Three potential areas are predicted based on the reservoir, structure, and oil testing. As shown in Figure 20, potential area 1 is located east of well 9-RJS-665, potential area 2 is located east of well 1-RJS-628A, and potential area 3 is located southwest of 7-LL-28D. The three areas are all located in the structural mountain ridge zone, where reservoirs are well developed, and industrial oil flow is obtained in the low part of the wells, with obvious exploration potential.

5. Conclusions

We have proposed a strategy for the integrated prediction of carbonate reservoirs under extremely thick salts via poststack facies-controlled and prestack exact Zoeppritz equation inversion in the Santos Basin of Brazil. To reduce the errors of the poststack inversion caused by the low-frequency loss of seismic data due to the extremely thick salts, we use a low-pass filter matrix to establish the facies-controlled constraints to ensure the accuracy of the low-frequency information of the poststack inversion results and improve the robustness of the inversion. Meanwhile, we make the inversion results conform to the geological characteristics.

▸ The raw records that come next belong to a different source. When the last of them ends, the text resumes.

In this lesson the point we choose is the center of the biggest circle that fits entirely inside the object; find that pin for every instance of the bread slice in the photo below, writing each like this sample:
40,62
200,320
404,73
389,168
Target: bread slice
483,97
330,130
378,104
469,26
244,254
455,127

To make full use of the seismic data with a large incident angle and solve the problem that poststack inversion cannot distinguish the reservoir types, we introduce the exact Zoeppritz prestack inversion method with an adaptive regularization to reduce the error of the density inversion to ensure the reliability of predicting favorable reservoirs.

Combining the application of prestack and poststack inversions based on the characteristics of the favorable Lula carbonate reservoirs can not only characterize the shape of reefs and other reservoirs but the distribution of reservoirs also be depicted accurately, which provides important support for exploration. The quantitative reservoir prediction results show that the BVE100 reservoir in the Lula area is concentrated in two uplift areas and western gentle slope areas, with large reservoir thickness, fast lateral change, and obvious exploration potential. Future research should combine the drilling data and the oil test and exploration data to the calibrated prediction results to reduce the risk of overlooking carbonate reservoirs under extremely thick salts in the exploration of the Santos Basin. The integrated methods enable us to predict the distribution of the favorable carbonate reservoirs under extremely thick salts, which can be used as an important guide for the further exploration of carbonate reservoirs under extremely thick salts.

Data Availability

The seismic data used to support the findings of this study have not been made available because the author did not get permission to share the data.

Disclosure

Sheng Zhang’s present address is Department of Earth Science & Engineering, Taiyuan University of Technology, Taiyuan, China.

Conflicts of Interest

The authors declare that they have no conflicts of interest.

Acknowledgments

This study was financially supported by the Natural Science Foundation of China (41674139) and Scientific and Technological Innovation Programs of Higher Education Institutions in Shanxi (2019L0331).